What Defiles a Person
14 And he called the people to him again and said to them, “Hear me, all of you, and understand: 15 There is nothing outside a person that by going into him can defile him, but the things that come out of a person are what defile him.”[e] 17 And when he had entered the house and left the people, his disciples asked him about the parable. 18 And he said to them, “Then are you also without understanding? Do you not see that whatever goes into a person from outside cannot defile him,19 since it enters not his heart but his stomach, and is expelled?”[f] (Thus he declared all foods clean.) 20 And he said, “What comes out of a person is what defiles him. 21 For from within, out of the heart of man, come evil thoughts, sexual immorality, theft, murder, adultery, 22 coveting, wickedness, deceit, sensuality, envy, slander, pride, foolishness. 23 All these evil things come from within, and they defile a person.”

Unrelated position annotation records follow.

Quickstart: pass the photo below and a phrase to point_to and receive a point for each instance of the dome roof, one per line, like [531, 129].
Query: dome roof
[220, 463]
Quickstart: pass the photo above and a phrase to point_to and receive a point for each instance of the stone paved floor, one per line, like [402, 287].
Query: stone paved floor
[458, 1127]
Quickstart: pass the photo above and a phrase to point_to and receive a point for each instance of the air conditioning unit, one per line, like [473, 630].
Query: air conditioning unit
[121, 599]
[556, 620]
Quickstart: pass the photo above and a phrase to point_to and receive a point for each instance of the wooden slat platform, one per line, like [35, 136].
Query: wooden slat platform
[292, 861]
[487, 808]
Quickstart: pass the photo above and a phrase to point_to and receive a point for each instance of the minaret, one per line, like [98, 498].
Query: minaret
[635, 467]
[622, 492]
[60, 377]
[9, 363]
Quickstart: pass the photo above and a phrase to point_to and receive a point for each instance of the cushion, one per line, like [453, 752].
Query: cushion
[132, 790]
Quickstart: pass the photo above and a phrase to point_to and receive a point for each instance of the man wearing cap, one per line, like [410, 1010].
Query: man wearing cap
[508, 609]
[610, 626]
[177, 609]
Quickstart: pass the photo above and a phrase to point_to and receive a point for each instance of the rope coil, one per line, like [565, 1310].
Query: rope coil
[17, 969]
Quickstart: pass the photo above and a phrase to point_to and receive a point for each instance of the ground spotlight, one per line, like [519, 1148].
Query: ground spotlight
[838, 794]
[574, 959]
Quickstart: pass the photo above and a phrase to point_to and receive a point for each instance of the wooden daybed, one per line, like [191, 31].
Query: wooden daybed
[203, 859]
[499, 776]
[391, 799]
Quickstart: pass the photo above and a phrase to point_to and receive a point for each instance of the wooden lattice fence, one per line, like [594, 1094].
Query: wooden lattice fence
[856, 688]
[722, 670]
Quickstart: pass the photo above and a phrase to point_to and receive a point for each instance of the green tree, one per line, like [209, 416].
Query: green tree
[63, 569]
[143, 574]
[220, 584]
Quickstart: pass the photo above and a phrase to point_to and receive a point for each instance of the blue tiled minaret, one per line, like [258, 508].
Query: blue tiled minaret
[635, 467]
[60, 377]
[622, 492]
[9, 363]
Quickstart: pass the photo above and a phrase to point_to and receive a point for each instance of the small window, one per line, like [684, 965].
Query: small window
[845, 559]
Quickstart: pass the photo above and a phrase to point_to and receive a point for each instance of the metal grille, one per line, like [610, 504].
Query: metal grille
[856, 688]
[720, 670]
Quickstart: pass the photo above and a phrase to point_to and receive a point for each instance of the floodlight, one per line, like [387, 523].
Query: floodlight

The Syrophoenician Woman’s Faith
24 And from there he arose and went away to the region of Tyre and Sidon.[g] And he entered a house and did not want anyone to know, yet he could not be hidden.25 But immediately a woman whose little daughter had an unclean spirit heard of him and came and fell down at his feet. 26 Now the woman was a Gentile, a Syrophoenician by birth. And she begged him to cast the demon out of her daughter. 27 And he said to her, “Let the children be fed first, for it is not right to take the children’s bread and throw it to the dogs.” 28 But she answered him, “Yes, Lord; yet even the dogs under the table eat the children’s crumbs.” 29 And he said to her, “For this statement you may go your way; the demon has left your daughter.” 30 And she went home and found the child lying in bed and the demon gone.
Jesus Heals a Deaf Man
31 Then he returned from the region of Tyre and went through Sidon to the Sea of Galilee, in the region of the Decapolis. 32 And they brought to him a man who was deaf and had a speech impediment, and they begged him to lay his hand on him.33 And taking him aside from the crowd privately, he put his fingers into his ears, and after spitting touched his tongue. 34 And looking up to heaven, he sighed and said to him, “Ephphatha,” that is, “Be opened.” 35 And his ears were opened, his tongue was released, and he spoke plainly. 36 And Jesus[h] charged them to tell no one. But the more he charged them, the more zealously they proclaimed it. 37 And they were astonished beyond measure, saying, “He has done all things well. He even makes the deaf hear and the mute speak.”